Nevertheless, he bore a definite witness which helped to save the movement from complete disaster when Newman passed over to Rome. Williams had long loved Newman and had long distrusted his mentality. It was not that he objected to the desire for a full and visible Catholicism of worship and life, but rather that he saw danger in Newman's restlessness and exasperation in face of indifference and opposition. He discerned the rise in Newman's mind of an assumption that the Oxford Movement had weighed the English Church in the balance, and had found it wanting. He saw that this view of the movement must reduce it to unreality, since, if the Church of England was not the Catholic Church in this country, the Oxford Movement had no right to exist. Newman, impatient of circumstances, eager for dramatic changes, ready to despair at delays, solved his problem by abandoning it. Williams believed in the English Church to the end. His faith in his Church supported his belief in the movement, as the movement in turn encouraged his hopes for the Church. He cared little if external progress was retarded, and was content to maintain his witness in the sure confidence that truth must at last prevail.

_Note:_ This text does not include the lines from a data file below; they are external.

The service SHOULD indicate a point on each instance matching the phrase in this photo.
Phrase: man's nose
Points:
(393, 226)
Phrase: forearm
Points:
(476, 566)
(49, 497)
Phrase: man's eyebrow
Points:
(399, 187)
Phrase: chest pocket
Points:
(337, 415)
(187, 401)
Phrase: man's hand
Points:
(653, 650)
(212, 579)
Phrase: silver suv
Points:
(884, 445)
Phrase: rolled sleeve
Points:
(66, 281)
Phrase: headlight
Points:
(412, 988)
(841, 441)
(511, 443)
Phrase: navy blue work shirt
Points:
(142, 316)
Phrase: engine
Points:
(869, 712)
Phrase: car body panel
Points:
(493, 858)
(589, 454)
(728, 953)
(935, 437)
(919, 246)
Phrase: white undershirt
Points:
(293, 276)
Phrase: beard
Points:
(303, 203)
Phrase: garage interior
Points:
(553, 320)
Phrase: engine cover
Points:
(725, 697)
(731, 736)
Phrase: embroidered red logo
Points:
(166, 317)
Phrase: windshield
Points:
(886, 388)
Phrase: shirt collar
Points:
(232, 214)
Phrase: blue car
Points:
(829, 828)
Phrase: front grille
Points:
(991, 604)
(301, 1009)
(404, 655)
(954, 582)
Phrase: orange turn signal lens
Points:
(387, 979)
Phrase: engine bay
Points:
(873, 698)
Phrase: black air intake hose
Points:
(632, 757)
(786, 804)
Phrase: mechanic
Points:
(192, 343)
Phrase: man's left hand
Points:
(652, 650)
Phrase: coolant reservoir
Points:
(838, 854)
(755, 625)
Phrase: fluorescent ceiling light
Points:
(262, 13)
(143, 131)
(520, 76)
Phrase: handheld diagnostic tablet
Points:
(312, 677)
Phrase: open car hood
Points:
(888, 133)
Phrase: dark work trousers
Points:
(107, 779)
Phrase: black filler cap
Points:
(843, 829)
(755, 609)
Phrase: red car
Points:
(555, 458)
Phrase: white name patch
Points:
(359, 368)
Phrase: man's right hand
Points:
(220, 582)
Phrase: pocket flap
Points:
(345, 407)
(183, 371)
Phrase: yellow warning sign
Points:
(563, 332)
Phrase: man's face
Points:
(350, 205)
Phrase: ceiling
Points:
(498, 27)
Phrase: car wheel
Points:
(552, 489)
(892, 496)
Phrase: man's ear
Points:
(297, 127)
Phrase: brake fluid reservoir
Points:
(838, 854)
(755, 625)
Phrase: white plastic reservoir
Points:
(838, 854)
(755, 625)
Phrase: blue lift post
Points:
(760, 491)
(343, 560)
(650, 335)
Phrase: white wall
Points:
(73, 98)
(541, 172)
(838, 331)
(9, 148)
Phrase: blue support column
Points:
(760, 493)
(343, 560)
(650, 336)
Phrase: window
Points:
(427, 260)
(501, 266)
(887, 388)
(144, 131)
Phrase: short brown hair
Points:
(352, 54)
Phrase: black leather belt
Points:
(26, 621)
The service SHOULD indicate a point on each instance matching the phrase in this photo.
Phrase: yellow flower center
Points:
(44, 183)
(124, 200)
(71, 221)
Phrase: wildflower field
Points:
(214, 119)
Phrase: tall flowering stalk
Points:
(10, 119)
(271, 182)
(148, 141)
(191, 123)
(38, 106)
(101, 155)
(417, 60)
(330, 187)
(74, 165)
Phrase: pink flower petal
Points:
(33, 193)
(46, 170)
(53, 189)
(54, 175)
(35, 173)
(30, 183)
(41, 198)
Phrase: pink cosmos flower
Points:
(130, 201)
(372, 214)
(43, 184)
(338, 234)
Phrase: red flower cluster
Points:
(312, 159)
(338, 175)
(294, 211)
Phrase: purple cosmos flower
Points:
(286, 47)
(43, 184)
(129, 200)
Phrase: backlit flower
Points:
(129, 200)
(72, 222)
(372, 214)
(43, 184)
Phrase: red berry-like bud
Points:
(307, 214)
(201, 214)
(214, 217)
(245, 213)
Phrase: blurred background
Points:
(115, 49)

He had nothing of Newman's genius, but he had a persistence which Newman lacked, a mind more at home with plain facts and more ready to make the best of an unsatisfactory situation.

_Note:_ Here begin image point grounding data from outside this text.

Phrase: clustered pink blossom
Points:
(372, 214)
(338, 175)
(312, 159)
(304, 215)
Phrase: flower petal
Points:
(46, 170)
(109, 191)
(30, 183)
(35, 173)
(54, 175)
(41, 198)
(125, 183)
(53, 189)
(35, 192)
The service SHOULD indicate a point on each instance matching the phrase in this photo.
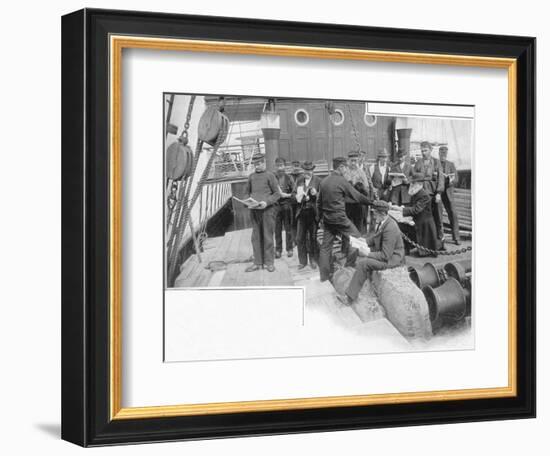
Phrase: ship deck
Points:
(224, 259)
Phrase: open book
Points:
(359, 243)
(251, 203)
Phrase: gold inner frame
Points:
(117, 44)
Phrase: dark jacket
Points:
(448, 167)
(433, 176)
(315, 183)
(263, 186)
(421, 211)
(387, 243)
(286, 184)
(379, 181)
(331, 202)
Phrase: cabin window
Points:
(338, 117)
(370, 120)
(301, 117)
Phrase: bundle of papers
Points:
(399, 218)
(251, 203)
(401, 175)
(300, 193)
(360, 244)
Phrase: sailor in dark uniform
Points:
(284, 216)
(306, 189)
(379, 173)
(450, 178)
(421, 211)
(362, 183)
(400, 173)
(430, 168)
(333, 192)
(263, 187)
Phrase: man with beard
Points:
(333, 192)
(284, 216)
(433, 183)
(421, 211)
(306, 190)
(263, 187)
(400, 173)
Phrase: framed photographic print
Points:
(278, 227)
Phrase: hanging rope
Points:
(354, 130)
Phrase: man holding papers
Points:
(334, 191)
(387, 250)
(263, 187)
(305, 194)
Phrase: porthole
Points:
(370, 119)
(301, 117)
(338, 117)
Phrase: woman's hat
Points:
(417, 177)
(381, 206)
(308, 166)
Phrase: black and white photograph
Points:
(313, 227)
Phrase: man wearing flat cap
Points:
(283, 217)
(379, 173)
(363, 184)
(400, 174)
(421, 211)
(450, 177)
(305, 194)
(296, 172)
(262, 185)
(331, 205)
(430, 169)
(387, 251)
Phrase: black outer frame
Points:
(85, 227)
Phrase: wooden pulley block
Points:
(179, 160)
(426, 275)
(213, 124)
(449, 301)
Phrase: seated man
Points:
(387, 251)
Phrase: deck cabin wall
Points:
(323, 138)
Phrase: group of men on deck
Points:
(352, 200)
(287, 202)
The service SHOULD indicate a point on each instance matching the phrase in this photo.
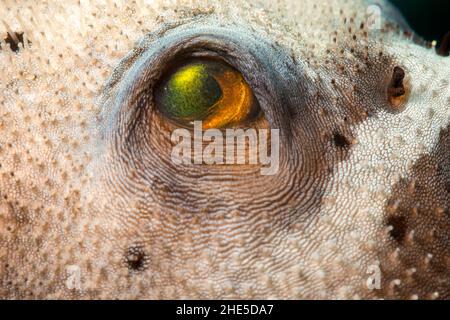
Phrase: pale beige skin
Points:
(361, 183)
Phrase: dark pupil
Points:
(191, 93)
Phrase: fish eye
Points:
(206, 90)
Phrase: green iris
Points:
(190, 93)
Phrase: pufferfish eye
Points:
(206, 90)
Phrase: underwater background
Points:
(429, 18)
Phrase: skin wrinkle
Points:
(86, 177)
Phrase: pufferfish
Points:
(93, 207)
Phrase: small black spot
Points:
(340, 140)
(136, 258)
(399, 226)
(13, 43)
(396, 87)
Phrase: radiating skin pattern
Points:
(86, 178)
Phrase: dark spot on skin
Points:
(340, 140)
(136, 258)
(398, 224)
(13, 43)
(396, 87)
(444, 48)
(418, 212)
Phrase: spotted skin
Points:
(88, 189)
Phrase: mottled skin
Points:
(86, 178)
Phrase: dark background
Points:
(429, 18)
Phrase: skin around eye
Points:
(206, 90)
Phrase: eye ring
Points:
(205, 89)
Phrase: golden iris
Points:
(206, 90)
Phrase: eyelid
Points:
(126, 95)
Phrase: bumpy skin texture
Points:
(86, 177)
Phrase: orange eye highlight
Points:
(207, 90)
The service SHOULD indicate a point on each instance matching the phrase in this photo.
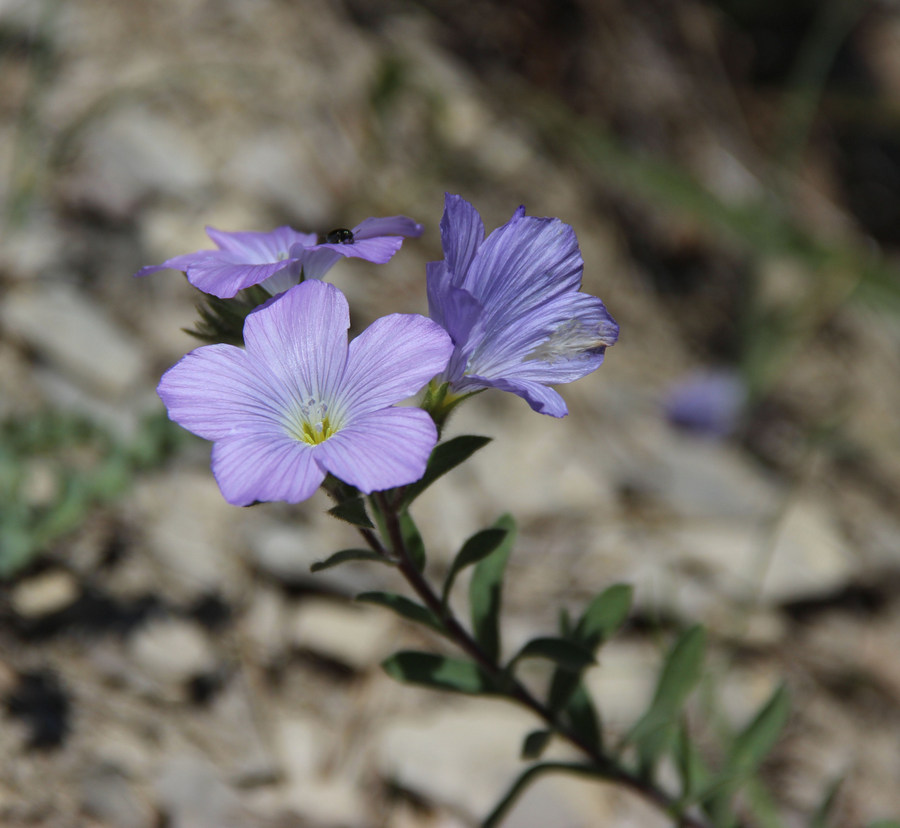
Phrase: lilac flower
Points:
(275, 259)
(707, 403)
(298, 402)
(512, 305)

Is it too much to say that it is Williams, rather than Newman, who has been vindicated by a century of English history? Was not Williams always closer to the Anglican reality? Newman's sermon on 'The Parting of Friends' was a magnificent lament for the Church of England, except that it was so mixed with half-truths and false generalizations. After all, the Church which, according to Newman, had no nourishment for its children, had nurtured Keble, Pusey, and Williams, and it had produced the Oxford Movement. The causes of its defection were obvious. They were external causes which had assailed the Church. The cause of the Catholic Revival cannot be found in outward circumstance. It arose from within, through the devotion of those who loved the English Church, and it thereby revealed that Church's basic and permanent nature. The patient faith of Isaac Williams, persisting through sorrow of mind and sickness of body, helped to reveal that obscured foundation of our Church upon which we build today. Therefore we remember him and thank God for his testimony.